Eliminating Intermediate Data Structures via Inductive Synthesis


SuFu is a program optimizer specialized in reducing the time cost of operating intermediate data structures. It is effective enough to offer complex and algorithm-level optimizations, such as generating structural recursions and synthesizing divide-and-conquer algorithms.

The input of SuFu is a reference program with annotations that explicitly specify those intermediate data structures to be optimized and all code fragments operating these data structures. To generate a more efficient program, SuFu will search to replace annotated code fragments with constant-time expressions and, if necessary, will properly change the representations for annotated data structures.

SuFu has been evaluated on a dataset of 290 tasks, which covers a wide range of paradigms for program optimization, including fusing recursive functions, synthesizing structural recursions, and applying algorithmic paradigms. SuFu can solve 264 out of 290 tasks with an average time cost of 24.4 seconds, significantly outperforming previous approaches.

Online Demo

An online demo of SuFu is available here.
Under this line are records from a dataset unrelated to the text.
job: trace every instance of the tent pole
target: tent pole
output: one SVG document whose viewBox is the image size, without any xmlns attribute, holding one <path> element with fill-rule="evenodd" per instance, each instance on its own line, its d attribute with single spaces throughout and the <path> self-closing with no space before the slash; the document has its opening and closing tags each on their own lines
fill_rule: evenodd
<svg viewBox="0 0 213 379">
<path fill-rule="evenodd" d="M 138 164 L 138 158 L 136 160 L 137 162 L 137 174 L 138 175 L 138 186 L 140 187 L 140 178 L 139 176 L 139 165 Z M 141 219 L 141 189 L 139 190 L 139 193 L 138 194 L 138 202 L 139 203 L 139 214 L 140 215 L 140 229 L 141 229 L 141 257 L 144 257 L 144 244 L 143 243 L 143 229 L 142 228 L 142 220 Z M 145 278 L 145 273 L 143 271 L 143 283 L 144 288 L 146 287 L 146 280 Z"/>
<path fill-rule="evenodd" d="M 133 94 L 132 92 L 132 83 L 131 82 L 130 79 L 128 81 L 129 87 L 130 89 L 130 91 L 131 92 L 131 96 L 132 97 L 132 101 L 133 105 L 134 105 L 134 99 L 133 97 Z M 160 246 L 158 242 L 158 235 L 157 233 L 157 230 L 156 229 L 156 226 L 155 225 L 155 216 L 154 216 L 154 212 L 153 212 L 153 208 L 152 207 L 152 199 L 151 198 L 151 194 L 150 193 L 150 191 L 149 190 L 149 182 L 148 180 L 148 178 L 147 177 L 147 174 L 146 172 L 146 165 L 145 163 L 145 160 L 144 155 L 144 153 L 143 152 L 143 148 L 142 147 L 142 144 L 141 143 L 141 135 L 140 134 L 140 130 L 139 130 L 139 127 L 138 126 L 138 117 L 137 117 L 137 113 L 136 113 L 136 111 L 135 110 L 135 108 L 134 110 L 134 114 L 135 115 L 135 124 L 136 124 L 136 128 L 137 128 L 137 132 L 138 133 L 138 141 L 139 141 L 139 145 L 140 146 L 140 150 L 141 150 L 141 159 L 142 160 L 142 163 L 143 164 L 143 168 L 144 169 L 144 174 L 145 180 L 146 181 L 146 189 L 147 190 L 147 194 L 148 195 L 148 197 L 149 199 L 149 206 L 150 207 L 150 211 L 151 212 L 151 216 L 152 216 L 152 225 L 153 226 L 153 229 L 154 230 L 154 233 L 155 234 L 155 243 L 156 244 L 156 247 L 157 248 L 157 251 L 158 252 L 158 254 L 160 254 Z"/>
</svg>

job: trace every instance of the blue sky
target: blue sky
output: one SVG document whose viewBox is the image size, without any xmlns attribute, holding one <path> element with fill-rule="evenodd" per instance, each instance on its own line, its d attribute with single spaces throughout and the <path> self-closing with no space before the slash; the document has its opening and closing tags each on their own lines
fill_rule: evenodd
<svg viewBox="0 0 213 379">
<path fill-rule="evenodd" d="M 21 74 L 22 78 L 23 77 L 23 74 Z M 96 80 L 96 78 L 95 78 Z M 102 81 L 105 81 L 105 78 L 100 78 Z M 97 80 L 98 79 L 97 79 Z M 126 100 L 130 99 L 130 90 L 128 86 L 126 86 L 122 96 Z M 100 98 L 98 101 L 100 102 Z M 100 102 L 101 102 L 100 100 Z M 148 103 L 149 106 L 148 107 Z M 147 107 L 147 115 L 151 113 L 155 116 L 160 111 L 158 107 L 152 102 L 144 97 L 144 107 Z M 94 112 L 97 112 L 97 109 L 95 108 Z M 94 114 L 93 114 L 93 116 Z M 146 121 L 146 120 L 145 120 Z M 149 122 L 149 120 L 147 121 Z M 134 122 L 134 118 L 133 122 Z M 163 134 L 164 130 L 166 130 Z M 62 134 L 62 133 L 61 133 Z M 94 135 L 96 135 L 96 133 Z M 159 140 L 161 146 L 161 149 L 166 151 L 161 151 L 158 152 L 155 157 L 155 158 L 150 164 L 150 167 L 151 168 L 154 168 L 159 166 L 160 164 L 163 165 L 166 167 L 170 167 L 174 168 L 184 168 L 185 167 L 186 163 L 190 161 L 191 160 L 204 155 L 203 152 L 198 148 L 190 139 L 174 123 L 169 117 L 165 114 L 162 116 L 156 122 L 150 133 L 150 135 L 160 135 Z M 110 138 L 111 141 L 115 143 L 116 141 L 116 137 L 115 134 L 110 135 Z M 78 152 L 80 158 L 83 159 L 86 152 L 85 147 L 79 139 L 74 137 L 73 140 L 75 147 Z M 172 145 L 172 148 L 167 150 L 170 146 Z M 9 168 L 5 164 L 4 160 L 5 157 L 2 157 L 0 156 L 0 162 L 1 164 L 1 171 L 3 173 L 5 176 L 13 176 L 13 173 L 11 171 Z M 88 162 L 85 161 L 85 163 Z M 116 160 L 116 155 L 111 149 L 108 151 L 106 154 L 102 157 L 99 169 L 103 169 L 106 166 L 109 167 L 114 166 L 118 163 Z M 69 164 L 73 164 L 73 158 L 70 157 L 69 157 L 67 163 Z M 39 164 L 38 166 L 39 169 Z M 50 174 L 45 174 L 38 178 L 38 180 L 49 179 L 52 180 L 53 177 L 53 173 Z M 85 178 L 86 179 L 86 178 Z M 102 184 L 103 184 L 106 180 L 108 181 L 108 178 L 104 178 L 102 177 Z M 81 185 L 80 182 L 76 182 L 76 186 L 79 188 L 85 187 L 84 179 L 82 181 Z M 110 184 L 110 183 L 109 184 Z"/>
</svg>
Example: Maximum Suffix Sum

The current version of SuFu requires the reference program to be written in a customized language built on the simply typed lambda calculus. Besides, SuFu also requires the reference program to come with some annotations that explicitly specify those intermediate data structures to be optimized.

To see the usage of SuFu, let us consider a function mts that returns the maximum suffix sum of a (possibly negative) integer list. For example, mts [1, -2, 3, -1, 2] is equal to 4, corresponding to the sum of suffix [3, -1, 2]. This function can be implemented by composing basic list-operating functions, as shown on the right.

This program, though clear, is inefficient due to the large intermediate data structure generated by tails, i.e., the list of suffixes. The operation maximum (map sum .) applied to this list takes quadratic time, which forms the bottleneck of the whole program. To improve the efficiency of this program, we need to speed up this operation on the bottleneck, which also requires optimizing the intermediate data structure returned by tails.

SuFu can automate the above optimization if in the reference program, the intermediate data structure to be optimized and the related operations are explictly annotated, as shown on the right.

After receiving this annotated program, SuFu applies techniques of program synthesis to rewrite all those annotated types and code fragments and then generates a more efficient program for mts, as shown on the right. In this program, instead of generating the whole list of all suffixes, the optimized version of tails returns only two integers - the maximum suffix sum and the sum of all elements, respectively. Consequently, the time cost of operating the result of tails is reduced to a constant and the time complexity of the whole program is reduced to linear.

SuFu considers both the correctness and the efficiency when rewriting annotated types and code fragments.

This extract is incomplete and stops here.